Halliburton, an American oil services company and the largest private contractor in Iraq, is moving its corporate headquarters from Houston, in the U.S. state of Texas to Dubai in the United Arab Emirates. Halliburton's chief executive says the move is a practical matter, but critics are accusing the company of greed. VOA's Peter Fedynsky has this report.
Last year, the eastern hemisphere accounted for 38 per cent of the $13 billion in revenue from Halliburton's oil field services around the globe. Chief Executive David Lesar says growing the business in a region where most of the oil is located "will bring balance to Halliburton's overall portfolio."
In an interview three years ago, Lesar described parts of that portfolio. "We're building a road in Ireland, we're running a railroad in Australia, we're building ships in Brazil."
And Halliburton has a five-year, $16 billion contract to provide various services to the U.S. military.
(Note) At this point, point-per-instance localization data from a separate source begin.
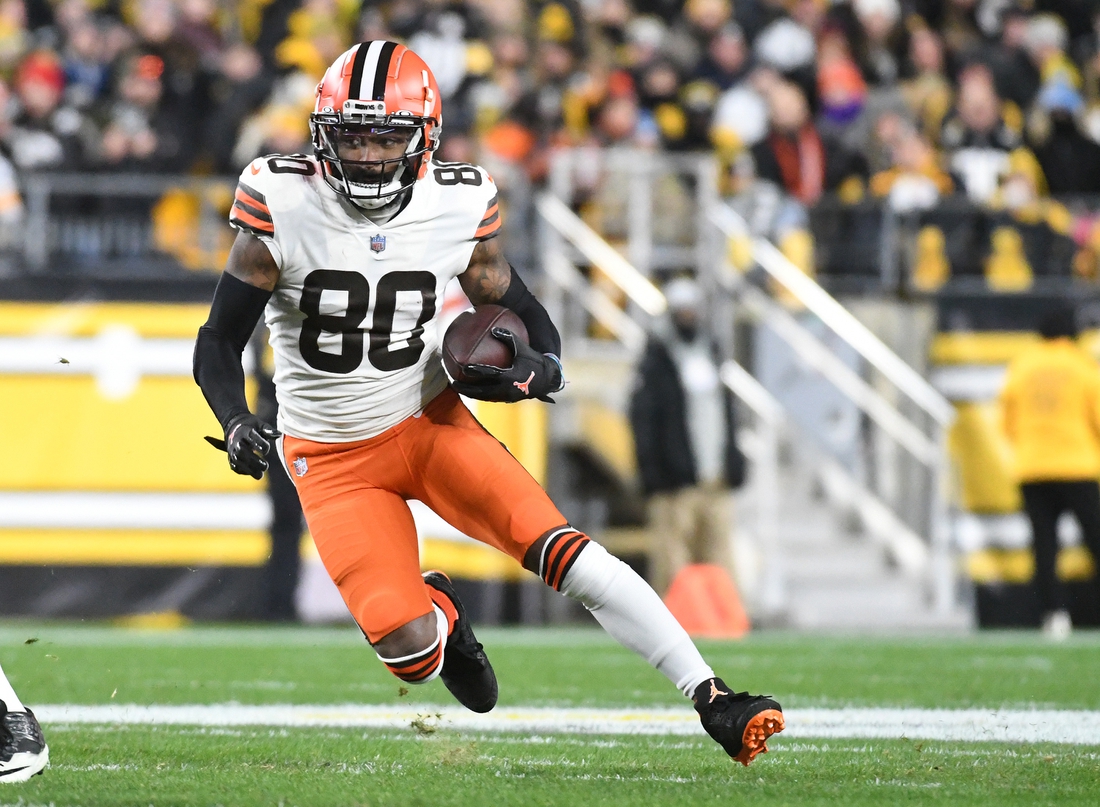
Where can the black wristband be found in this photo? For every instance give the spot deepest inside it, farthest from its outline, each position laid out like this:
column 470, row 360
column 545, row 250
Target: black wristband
column 234, row 312
column 541, row 333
But the corporation is under investigation for allegedly overbilling the U.S. government by nearly $3 billion. Halliburton denies the charges, but congressional Democrats are looking into them.
Congressman Henry Waxman of California said recently, "Our committee has an absolute obligation to the taxpayers to make sure their tax dollars are well spent and not siphoned off into billions of dollars of unnecessary overhead."
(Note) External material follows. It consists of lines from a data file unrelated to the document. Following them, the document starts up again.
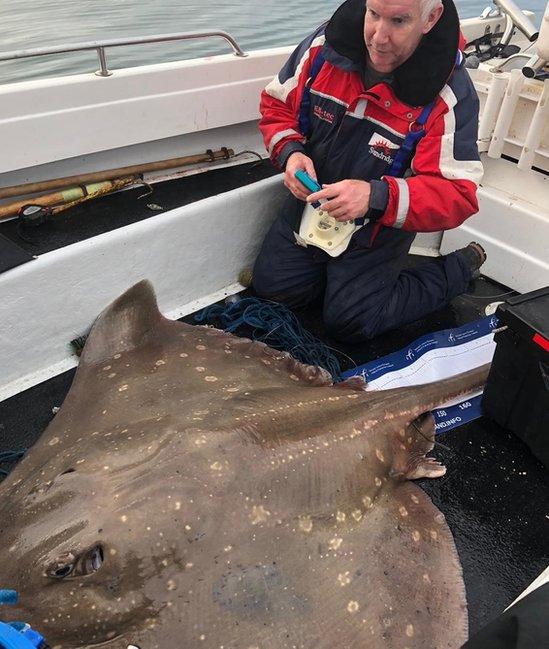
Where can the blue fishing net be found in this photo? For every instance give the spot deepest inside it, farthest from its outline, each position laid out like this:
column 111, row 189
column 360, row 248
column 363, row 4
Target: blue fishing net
column 275, row 325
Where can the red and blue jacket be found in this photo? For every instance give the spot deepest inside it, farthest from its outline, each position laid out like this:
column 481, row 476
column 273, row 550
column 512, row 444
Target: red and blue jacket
column 356, row 131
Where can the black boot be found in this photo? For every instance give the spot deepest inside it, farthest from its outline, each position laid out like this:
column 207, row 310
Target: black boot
column 474, row 255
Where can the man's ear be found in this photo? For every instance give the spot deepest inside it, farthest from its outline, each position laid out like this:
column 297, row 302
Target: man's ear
column 433, row 18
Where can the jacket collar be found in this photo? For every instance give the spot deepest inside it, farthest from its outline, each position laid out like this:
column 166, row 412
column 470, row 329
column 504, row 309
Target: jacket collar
column 419, row 79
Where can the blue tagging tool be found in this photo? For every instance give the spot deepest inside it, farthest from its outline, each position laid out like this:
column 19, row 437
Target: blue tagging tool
column 309, row 184
column 307, row 181
column 17, row 635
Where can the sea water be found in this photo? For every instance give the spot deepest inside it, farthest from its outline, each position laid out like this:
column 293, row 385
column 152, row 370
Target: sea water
column 253, row 23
And Senator Brian Dorgan, a North Dakota Democrat, suspects Halliburton is relocating in Dubai to avoid paying U.S. taxes. "If they're trying to move offshore to save money in taxes, that's not much of a statement coming from a company that's been benefiting from substantial defense contracts."
Halliburton says it will remain registered in the United States, so it will be obligated to pay taxes.
American University business professor Kathleen Getz says Halliburton's move to Dubai is a smart decision. "Since Halliburton is an oil exploration company, it is logical for it to be in the Middle East, where there is a lot of oil."
Questions are also being raised whether a company with headquarters overseas can be trusted to provide services to the U.S. military.
Halliburton was run by Dick Cheney before he became the U.S. vice president. Cheney's connection led to accusations that the Bush administration awarded lucrative no-bid contracts to the company. The White House denied the charge.